New menu labeling legislation introduced on Oct. 29 in the U.S. Senate, the Common Sense Nutrition Disclosure Act (S. 2217), appears to offer the flexibility and understanding of convenience store foodservice operations the industry has been hoping for.
The National Association of Convenience Stores (NACS) praised the proposed legislation.
A provision included in the Patient Protection and Affordable Care Act, signed into law in March 2010, calls for a national, uniform nutrition-disclosure standard for foodservice establishments. Regulations implementing this provision, finalized by the (FDA) in November 2014, create rigid requirements that pose an unreasonable burden on convenience stores. The FDA’s rules, set to take effect on Dec. 1, 2016, do not recognize how convenience stores, grocery stores, delivery operations and other approaches to foodservice are different than restaurants. Further, the intent of law was designed for big chain restaurants with simple, standardized menus at all locations and Congress’s intent was to ensure those menus provide clear, understandable nutrition information.

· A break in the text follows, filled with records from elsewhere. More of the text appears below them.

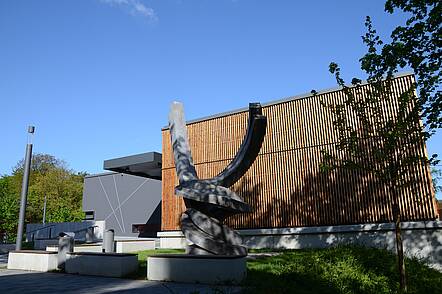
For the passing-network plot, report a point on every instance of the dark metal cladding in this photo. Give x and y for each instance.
(210, 201)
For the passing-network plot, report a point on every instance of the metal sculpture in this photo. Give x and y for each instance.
(209, 201)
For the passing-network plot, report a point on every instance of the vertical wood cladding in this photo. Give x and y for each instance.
(284, 185)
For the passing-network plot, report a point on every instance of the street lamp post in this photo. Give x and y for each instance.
(24, 188)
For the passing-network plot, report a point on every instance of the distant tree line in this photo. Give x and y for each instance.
(50, 177)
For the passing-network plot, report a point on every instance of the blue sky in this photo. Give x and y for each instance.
(96, 77)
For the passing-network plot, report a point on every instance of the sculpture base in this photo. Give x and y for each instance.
(204, 269)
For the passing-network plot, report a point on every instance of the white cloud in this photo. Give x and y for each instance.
(135, 7)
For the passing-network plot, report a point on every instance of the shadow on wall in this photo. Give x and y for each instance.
(153, 224)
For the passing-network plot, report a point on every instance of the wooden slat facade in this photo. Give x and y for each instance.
(284, 185)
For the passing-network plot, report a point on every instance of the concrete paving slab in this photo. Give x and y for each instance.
(17, 281)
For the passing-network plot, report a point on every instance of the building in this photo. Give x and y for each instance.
(284, 185)
(128, 198)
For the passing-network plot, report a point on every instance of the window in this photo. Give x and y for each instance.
(89, 215)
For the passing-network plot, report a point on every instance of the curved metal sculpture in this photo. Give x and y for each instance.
(209, 201)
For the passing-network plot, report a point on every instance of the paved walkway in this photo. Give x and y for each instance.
(15, 281)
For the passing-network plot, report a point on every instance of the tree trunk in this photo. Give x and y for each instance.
(400, 248)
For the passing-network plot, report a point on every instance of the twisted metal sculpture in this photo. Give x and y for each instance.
(209, 201)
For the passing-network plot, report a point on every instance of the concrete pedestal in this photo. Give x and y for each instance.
(32, 260)
(101, 264)
(204, 269)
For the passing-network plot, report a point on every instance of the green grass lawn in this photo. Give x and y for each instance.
(347, 269)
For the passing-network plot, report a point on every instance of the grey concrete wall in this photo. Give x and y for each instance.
(421, 239)
(51, 230)
(123, 200)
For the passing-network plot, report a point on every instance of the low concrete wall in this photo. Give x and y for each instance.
(79, 248)
(51, 230)
(42, 244)
(127, 246)
(6, 247)
(421, 239)
(205, 269)
(101, 264)
(122, 246)
(32, 260)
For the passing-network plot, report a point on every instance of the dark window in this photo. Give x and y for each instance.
(89, 215)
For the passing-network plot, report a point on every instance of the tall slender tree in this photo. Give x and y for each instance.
(382, 143)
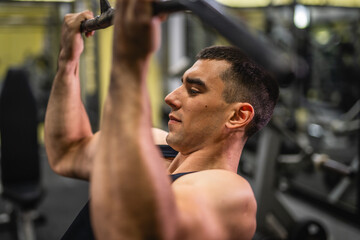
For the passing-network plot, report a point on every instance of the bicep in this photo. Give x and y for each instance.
(77, 160)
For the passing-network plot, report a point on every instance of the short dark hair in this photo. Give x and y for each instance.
(245, 81)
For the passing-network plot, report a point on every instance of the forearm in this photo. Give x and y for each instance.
(128, 176)
(68, 136)
(66, 124)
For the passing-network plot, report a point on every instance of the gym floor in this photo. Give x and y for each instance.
(65, 197)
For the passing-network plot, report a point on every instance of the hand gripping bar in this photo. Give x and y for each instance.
(236, 33)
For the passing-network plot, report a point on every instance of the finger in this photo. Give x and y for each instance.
(89, 34)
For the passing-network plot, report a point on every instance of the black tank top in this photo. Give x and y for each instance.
(81, 229)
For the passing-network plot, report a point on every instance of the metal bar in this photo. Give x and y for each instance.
(237, 34)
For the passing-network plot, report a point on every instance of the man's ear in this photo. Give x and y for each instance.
(241, 116)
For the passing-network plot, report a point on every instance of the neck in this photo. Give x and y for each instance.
(224, 155)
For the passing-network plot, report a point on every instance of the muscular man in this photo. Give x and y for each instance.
(224, 99)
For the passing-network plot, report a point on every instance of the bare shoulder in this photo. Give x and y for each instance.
(228, 196)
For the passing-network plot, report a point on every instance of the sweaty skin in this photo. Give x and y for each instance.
(132, 196)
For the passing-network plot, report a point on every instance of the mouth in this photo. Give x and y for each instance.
(173, 119)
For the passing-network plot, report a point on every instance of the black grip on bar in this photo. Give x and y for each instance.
(105, 19)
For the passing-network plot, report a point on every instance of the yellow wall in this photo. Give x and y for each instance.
(22, 34)
(17, 43)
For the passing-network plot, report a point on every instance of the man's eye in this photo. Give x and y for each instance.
(193, 91)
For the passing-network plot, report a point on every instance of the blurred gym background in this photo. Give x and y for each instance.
(303, 167)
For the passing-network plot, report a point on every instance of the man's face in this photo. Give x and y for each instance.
(199, 111)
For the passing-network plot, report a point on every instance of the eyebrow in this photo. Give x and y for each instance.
(196, 81)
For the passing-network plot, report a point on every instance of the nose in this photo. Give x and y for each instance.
(173, 100)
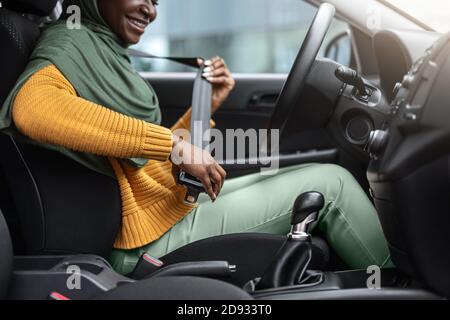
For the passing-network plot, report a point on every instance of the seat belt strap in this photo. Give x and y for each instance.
(200, 118)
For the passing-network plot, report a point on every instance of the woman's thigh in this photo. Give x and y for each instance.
(255, 203)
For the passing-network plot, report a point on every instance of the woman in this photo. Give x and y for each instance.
(80, 95)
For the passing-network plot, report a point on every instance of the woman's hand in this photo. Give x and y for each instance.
(219, 75)
(200, 164)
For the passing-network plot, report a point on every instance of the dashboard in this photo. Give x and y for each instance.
(396, 51)
(409, 174)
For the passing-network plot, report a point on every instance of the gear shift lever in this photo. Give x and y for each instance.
(293, 258)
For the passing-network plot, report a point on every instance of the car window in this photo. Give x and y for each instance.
(253, 36)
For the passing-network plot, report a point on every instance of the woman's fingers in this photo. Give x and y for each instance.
(217, 80)
(208, 72)
(222, 173)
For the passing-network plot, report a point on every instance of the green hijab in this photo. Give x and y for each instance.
(96, 63)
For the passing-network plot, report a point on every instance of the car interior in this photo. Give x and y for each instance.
(386, 123)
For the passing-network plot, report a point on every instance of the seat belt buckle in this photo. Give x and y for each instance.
(145, 267)
(194, 187)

The bipartisan legislation introduced Oct. 29 by U.S. Senators Roy Blunt (R-MO) and Angus King (I-ME) codifies a less burdensome approach to menu labeling. For those convenience stores that would be covered by federal menu-labeling requirements, the Common Sense Nutrition Disclosure Act provides more flexibility with compliance. The legislation also removes the potential for criminal penalties if a store or restaurant gives some customers larger servings than they expected. The Senate bill maintains but modifies U.S. Food and Drug Administration (FDA)’s menu-labeling regulations to provide nutritional information to customers in a more practical format, and to protect small businesses from overly burdensome costs and penalties.

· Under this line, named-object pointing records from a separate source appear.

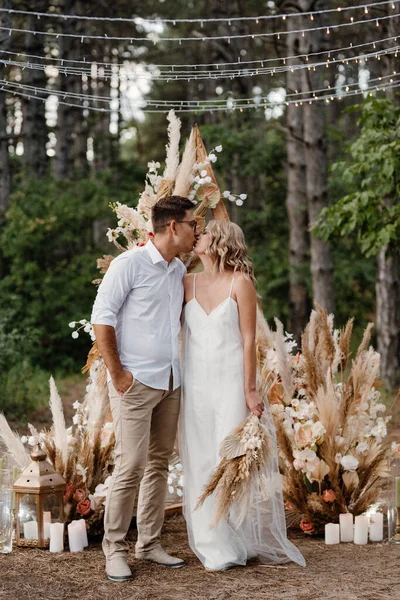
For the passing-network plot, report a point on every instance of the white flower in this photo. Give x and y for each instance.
(111, 234)
(82, 471)
(362, 448)
(349, 462)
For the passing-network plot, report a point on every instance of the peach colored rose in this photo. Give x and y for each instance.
(307, 526)
(304, 435)
(84, 507)
(79, 495)
(68, 491)
(329, 496)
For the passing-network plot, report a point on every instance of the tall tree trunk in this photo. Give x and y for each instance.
(35, 134)
(388, 273)
(70, 132)
(316, 159)
(5, 176)
(388, 315)
(296, 197)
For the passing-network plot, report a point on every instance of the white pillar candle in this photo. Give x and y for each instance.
(346, 527)
(376, 527)
(46, 530)
(46, 524)
(56, 537)
(331, 533)
(74, 538)
(361, 530)
(30, 530)
(80, 524)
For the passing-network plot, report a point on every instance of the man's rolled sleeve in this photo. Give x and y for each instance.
(113, 290)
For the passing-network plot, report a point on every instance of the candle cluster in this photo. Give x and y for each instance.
(77, 534)
(346, 531)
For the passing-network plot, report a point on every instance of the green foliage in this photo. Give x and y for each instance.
(371, 209)
(23, 388)
(49, 259)
(258, 167)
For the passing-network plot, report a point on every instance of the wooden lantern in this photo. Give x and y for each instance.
(39, 501)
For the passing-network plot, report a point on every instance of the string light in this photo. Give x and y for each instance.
(154, 38)
(159, 21)
(175, 75)
(201, 108)
(177, 104)
(88, 61)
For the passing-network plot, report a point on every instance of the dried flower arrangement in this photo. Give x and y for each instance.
(83, 453)
(243, 453)
(328, 421)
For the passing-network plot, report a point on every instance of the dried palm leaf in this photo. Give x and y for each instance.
(184, 178)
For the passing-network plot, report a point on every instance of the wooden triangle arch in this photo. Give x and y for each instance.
(219, 212)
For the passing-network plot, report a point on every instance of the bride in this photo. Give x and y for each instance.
(219, 391)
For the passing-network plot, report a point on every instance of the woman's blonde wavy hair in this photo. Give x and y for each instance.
(228, 248)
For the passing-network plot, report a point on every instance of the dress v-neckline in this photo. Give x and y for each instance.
(218, 305)
(215, 308)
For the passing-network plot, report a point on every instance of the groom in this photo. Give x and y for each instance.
(136, 319)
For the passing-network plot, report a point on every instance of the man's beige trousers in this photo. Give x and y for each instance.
(145, 423)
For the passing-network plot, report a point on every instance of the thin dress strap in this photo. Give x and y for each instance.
(230, 291)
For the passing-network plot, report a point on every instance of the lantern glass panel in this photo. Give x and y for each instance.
(27, 517)
(52, 508)
(394, 501)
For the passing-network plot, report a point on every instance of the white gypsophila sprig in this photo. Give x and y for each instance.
(82, 324)
(175, 479)
(237, 198)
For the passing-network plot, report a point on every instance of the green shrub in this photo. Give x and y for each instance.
(23, 389)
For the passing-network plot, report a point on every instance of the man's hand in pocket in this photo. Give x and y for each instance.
(122, 381)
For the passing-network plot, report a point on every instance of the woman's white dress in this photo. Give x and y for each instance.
(213, 405)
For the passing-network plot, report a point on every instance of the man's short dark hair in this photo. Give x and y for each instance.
(167, 209)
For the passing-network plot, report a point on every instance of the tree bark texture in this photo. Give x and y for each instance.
(388, 316)
(296, 197)
(71, 134)
(388, 273)
(35, 135)
(316, 161)
(5, 175)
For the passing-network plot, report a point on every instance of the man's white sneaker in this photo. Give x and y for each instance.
(159, 556)
(117, 569)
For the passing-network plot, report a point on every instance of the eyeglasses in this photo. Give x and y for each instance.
(193, 223)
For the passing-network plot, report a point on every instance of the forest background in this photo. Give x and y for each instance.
(62, 166)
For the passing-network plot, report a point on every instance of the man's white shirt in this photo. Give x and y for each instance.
(141, 296)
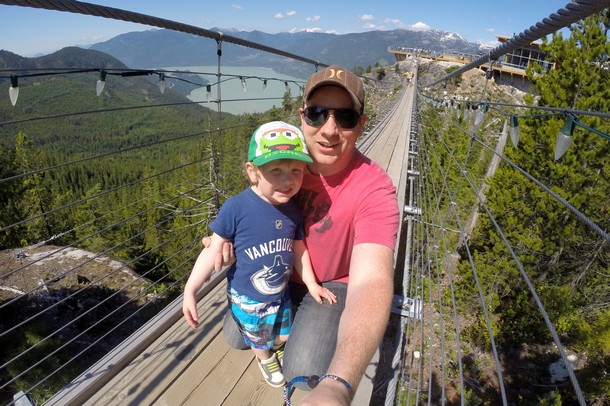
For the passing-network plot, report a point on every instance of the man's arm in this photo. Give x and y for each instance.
(369, 299)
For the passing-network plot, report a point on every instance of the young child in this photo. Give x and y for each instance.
(266, 229)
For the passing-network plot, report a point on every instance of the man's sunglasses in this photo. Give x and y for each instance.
(317, 116)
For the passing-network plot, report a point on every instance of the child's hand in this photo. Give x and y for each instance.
(318, 292)
(189, 309)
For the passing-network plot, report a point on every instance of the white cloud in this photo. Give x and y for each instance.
(419, 26)
(488, 43)
(280, 16)
(394, 21)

“Convenience stores and their foodservice offerings vary greatly—even those that are part of the same chain—based largely on their location and customer base. S. 2217 provides retailers with the flexibility they need to communicate calorie nutrition information, and provides needed protections from unnecessary potential felony penalties on retail employees,” said Lyle Beckwith, senior vice president of government relations at NACS. “This legislation would also allow FDA to meet the objectives of the menu-labeling law without unnecessarily burdening retailers and confusing customers.”
NACS has been actively engaged with the FDA during the regulatory process, ensuring that the agency understands the convenience store industry’s unique perspective on federal nutrition disclosure obligations.